2.5. Spiked Biomarkers in the Human Serum-Based Matrix
Human serum from male AB and purchased from Sigma Aldrich (Merck, Darmstadt, Germany) was used untreated. Next, the target proteins of c-Fn and MMP 9 were prepared at different concentrations around the clinical cutoff value of 3.4 µg/mL and 300 ng/mL, for c-Fn and MMP9, respectively (in a total volume of 100 µL of serum). Therefore, c-Fn was prepared in several concentrations of 1, 4, and 10 µg/mL; while MMP9 was prepared in concentrations of 100, 300, and 1000 ng/mL. In this study, the MNPs were used at a dilution ratio of 1:4 for c-Fn and undiluted for MMP9. The human serum samples, spiked with the respective biomarkers, were loaded into the microfluidic chip together with the functionalized MNPs and followed the protocol described in [29]. The result of the labeling process: the MNP-labeled specific biomarkers were quantified at the MR biochip platform. The mechanism of the signal acquisition from the MR sensor is described in Figure 3A,B. Briefly, a measurement is composed of three steps: (1) The baseline: the baseline is acquired by passing a PB for 5 min over the MR sensor surfaces, which are immobilized with the monoclonal antibodies. (2) The saturation: the MNP complexes, i.e., the MNP plus the specific target captured by the microfluidic chip, are inserted into the biosensor flow cell. Five min later, the magnetic focusing is applied to attract the MNPs to the top of the MR sensor surface to distribute the MNPs uniformly and to allow opportunities for the monoclonal antibodies to capture the MNP complexes. (3) The washing: after the saturation period of up to 25 min, the sensor surfaces are washed with a PB-T buffer (phosphate buffer with 0.05% Tween®20) until the signal is stable. In this step, most of the non-specific binding can be released from the sensor surface, leaving only the specific binding. Finally, the differential signal between the baseline and the saturation level, after the wash, was recorded as the binding signal.
2.6. Statistical Analysis
The MR biochip was composed of an array of 30 U-shaped SV sensors, where 15 were used for target binding, and the other 15 for the negative control. The signals were collected from at least 10 sensors for the target and negative controls, respectively.

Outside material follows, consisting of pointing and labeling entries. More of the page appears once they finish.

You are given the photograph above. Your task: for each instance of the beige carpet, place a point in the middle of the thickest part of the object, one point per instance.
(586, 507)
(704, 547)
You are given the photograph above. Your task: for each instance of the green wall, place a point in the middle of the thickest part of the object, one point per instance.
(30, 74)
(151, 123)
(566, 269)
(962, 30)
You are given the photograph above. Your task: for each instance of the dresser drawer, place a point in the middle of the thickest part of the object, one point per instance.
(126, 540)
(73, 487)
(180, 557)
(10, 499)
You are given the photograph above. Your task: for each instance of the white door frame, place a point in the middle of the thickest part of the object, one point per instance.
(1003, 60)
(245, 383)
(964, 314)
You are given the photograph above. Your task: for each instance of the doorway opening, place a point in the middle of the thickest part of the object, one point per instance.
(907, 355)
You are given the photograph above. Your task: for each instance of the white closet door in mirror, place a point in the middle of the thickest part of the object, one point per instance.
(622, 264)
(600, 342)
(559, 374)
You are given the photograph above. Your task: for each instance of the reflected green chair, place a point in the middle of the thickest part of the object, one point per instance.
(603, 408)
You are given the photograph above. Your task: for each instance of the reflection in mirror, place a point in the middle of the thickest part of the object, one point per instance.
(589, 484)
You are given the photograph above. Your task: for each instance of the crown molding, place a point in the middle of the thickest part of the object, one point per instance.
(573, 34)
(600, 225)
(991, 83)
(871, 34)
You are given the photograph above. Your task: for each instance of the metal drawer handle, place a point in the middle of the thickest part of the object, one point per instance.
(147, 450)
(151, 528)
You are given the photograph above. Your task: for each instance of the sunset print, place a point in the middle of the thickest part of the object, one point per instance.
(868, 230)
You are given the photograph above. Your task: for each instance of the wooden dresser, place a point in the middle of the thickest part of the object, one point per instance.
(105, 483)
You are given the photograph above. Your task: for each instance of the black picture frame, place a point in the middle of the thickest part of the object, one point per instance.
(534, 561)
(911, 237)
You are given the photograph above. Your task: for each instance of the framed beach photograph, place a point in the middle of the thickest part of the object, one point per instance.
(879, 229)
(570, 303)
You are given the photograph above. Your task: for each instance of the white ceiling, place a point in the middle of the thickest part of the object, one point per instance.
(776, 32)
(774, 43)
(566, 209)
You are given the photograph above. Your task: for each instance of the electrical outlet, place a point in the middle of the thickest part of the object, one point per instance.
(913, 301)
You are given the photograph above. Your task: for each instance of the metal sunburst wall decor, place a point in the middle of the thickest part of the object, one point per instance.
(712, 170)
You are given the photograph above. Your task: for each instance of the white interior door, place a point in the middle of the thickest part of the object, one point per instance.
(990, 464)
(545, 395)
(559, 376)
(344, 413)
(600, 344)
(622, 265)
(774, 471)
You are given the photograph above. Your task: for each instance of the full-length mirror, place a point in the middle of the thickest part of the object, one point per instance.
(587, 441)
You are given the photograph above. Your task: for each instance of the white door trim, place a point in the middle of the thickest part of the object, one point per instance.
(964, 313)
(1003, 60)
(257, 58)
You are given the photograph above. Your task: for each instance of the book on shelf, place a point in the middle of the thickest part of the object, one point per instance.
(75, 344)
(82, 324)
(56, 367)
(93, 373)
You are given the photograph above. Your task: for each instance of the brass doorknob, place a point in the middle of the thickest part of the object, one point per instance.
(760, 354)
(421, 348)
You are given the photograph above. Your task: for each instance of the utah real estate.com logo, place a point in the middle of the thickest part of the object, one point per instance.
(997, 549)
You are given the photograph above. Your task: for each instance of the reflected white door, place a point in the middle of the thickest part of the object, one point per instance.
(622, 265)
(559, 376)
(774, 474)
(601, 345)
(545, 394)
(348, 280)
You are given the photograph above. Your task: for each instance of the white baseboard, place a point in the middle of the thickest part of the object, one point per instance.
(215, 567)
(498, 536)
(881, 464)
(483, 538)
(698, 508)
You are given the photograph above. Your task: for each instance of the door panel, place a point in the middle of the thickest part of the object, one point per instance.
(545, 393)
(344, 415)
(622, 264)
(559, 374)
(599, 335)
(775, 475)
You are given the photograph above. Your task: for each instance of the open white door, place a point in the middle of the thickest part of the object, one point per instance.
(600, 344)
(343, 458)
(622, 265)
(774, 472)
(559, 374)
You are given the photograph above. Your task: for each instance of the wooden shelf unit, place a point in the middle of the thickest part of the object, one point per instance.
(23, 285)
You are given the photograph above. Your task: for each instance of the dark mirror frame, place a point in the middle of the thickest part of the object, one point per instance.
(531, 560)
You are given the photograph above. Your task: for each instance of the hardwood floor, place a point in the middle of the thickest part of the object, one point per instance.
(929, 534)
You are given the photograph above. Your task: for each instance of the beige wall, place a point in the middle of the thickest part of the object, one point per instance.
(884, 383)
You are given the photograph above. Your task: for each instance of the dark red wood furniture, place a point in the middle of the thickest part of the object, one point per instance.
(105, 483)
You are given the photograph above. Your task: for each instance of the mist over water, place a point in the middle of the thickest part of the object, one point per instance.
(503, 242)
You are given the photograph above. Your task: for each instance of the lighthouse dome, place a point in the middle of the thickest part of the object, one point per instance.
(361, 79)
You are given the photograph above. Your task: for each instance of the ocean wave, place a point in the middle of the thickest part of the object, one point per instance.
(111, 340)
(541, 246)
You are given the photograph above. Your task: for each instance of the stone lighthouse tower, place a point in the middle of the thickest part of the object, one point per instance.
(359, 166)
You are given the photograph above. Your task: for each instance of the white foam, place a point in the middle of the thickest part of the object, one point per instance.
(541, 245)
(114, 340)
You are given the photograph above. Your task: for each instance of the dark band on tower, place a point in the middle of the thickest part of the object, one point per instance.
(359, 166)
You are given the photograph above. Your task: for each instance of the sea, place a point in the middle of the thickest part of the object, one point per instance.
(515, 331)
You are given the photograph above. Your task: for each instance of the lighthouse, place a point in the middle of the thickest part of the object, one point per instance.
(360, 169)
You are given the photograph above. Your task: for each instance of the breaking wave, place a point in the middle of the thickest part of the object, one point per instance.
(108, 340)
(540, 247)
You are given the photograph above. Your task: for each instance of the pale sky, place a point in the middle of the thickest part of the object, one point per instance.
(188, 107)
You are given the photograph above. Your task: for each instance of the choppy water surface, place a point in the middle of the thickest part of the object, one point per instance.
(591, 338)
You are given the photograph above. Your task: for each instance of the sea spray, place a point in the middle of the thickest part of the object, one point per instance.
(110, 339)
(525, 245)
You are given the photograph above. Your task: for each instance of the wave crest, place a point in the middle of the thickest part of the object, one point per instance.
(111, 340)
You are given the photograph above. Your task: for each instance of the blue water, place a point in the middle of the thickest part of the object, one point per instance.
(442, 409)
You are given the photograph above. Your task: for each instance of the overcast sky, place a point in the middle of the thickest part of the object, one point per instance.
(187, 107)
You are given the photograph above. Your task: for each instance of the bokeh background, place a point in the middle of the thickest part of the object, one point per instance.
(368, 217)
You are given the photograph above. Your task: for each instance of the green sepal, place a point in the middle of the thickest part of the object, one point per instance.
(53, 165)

The measured voltage signal in each sensing area was normalized using the following formula:
where VNORM is the normalized signal value and unitless, ∆V is the delta between the average of the baseline and binding signal, and VSENSOR is the average of the baseline (sensor output).
VNORM = ∆V/VSENSOR
The average signals of the active sensors in a measurement batch were calculated using the propagation of errors approach, where each average and standard deviation contribute to the calculated signal value. The curve fittings were obtained using the Hillslope model, with a 95% confidence level of the calibration curve, using 1000 data points, ANOVA using a maximum of 400 iterations. The signal level of the detection limit (YLOD) was calculated using the formula from [33]:
where SDC0 and SDC1 are the standard deviations from the blank measurement and the smallest concentration, respectively.

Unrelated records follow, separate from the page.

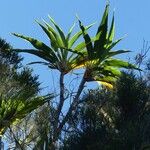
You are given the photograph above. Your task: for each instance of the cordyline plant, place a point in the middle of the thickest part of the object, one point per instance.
(94, 55)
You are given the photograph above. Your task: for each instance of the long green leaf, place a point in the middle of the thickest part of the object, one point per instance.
(59, 31)
(102, 32)
(88, 41)
(77, 36)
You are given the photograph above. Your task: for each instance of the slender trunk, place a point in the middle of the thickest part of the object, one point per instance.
(71, 108)
(58, 112)
(1, 143)
(74, 104)
(62, 99)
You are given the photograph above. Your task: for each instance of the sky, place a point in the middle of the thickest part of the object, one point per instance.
(131, 19)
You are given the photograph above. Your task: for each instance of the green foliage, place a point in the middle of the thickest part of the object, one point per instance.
(100, 62)
(94, 54)
(59, 56)
(18, 90)
(113, 120)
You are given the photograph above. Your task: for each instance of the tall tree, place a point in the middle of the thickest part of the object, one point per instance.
(94, 55)
(18, 90)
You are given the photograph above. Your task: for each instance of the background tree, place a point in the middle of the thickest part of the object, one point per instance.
(18, 90)
(94, 55)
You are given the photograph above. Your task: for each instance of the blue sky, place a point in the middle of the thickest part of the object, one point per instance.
(131, 17)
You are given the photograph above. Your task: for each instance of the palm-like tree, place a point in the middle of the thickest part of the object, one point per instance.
(93, 54)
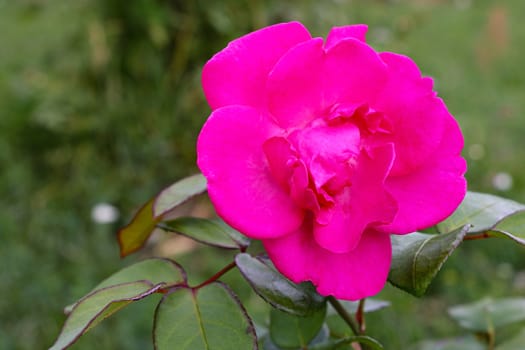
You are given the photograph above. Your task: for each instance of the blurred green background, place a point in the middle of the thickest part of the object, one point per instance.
(100, 102)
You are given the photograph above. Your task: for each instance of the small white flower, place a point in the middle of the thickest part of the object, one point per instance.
(104, 213)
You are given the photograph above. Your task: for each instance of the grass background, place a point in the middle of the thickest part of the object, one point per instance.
(100, 101)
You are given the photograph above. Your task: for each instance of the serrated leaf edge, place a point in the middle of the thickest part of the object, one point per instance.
(153, 289)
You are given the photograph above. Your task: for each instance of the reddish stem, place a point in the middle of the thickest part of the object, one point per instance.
(216, 276)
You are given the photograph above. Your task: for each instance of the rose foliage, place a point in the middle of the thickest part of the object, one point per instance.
(328, 152)
(324, 148)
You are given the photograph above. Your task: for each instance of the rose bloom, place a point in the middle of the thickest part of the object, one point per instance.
(322, 149)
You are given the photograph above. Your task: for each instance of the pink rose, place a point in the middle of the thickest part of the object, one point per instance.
(322, 149)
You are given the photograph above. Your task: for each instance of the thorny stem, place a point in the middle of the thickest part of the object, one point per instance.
(216, 276)
(344, 314)
(482, 235)
(360, 316)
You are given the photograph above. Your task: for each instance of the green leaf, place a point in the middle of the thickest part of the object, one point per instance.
(133, 236)
(274, 288)
(515, 343)
(178, 193)
(482, 211)
(462, 343)
(99, 305)
(370, 342)
(512, 226)
(290, 331)
(488, 314)
(211, 232)
(155, 271)
(417, 258)
(208, 318)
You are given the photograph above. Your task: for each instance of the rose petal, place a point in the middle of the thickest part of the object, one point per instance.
(416, 115)
(308, 81)
(295, 85)
(357, 31)
(364, 204)
(430, 194)
(355, 275)
(238, 73)
(240, 185)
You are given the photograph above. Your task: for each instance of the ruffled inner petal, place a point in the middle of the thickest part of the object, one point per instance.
(364, 204)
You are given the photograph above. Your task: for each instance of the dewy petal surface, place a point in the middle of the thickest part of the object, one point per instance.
(240, 185)
(431, 193)
(238, 73)
(357, 274)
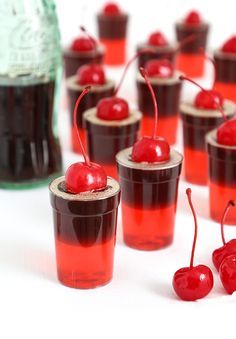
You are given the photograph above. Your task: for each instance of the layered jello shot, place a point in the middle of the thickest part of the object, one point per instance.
(221, 147)
(206, 112)
(83, 50)
(190, 60)
(157, 46)
(85, 203)
(167, 88)
(112, 24)
(110, 127)
(225, 62)
(94, 75)
(149, 175)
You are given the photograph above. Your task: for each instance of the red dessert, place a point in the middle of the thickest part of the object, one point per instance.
(193, 282)
(225, 61)
(167, 88)
(112, 29)
(221, 145)
(102, 87)
(110, 127)
(85, 204)
(190, 60)
(158, 47)
(206, 112)
(148, 175)
(83, 50)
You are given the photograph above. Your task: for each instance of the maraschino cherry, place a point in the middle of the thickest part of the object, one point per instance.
(111, 8)
(84, 43)
(193, 282)
(193, 18)
(207, 98)
(157, 39)
(84, 176)
(227, 273)
(151, 149)
(115, 108)
(91, 74)
(159, 68)
(229, 247)
(230, 45)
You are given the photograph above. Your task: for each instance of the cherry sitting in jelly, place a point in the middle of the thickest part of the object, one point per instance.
(111, 8)
(227, 273)
(229, 247)
(84, 176)
(157, 39)
(162, 68)
(92, 74)
(151, 149)
(193, 18)
(226, 133)
(230, 45)
(193, 282)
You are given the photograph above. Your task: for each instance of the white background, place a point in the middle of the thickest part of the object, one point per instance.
(139, 303)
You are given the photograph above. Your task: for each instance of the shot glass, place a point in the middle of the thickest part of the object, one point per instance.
(225, 64)
(85, 234)
(92, 98)
(167, 92)
(106, 138)
(190, 59)
(149, 196)
(112, 32)
(222, 178)
(196, 124)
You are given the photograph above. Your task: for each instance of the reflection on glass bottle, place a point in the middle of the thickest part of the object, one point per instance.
(30, 73)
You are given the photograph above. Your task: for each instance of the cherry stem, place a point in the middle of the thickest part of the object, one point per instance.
(145, 76)
(204, 90)
(84, 92)
(141, 51)
(230, 204)
(92, 39)
(189, 192)
(208, 58)
(187, 40)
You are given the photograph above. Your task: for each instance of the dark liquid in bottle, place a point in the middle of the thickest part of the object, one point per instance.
(29, 150)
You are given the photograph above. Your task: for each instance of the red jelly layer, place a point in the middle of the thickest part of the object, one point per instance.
(196, 166)
(167, 127)
(115, 51)
(148, 229)
(190, 64)
(220, 194)
(228, 90)
(85, 266)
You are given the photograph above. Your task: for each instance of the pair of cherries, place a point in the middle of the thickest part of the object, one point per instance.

YLOD = 1.645 SDC0 + 1.645 SDC1
3. Results and Discussion
3.1. Repeatability of the Microfluidics
The molds fabricated by the CNC and 3D printer were compared to a reference mold previously fabricated in other published study on the CNC [29]. The parameters checked for the quality control (QC) of the microfluidic chips produced from those different fabricated molds, are summarized in Table 1. The molds with an acceptable QC were used for the PDMS casting to obtain the final microfluidic chips, which were tested against the targets of interest (c-Fn and MMP9). Following the labeling on a chip, the levels of the proteins were quantified using an MR biochip platform to demonstrate the reproducibility of the molds, and the respective repeatability of the measurements (Figure 4). The magnitude of the MR sensor signals is in a comparable range to the reference signal (light yellow region) obtained from our previous study [29]. In contrast, the microfluidic chips with a higher channel thickness show that the signals were significantly lower than those that passed the QC.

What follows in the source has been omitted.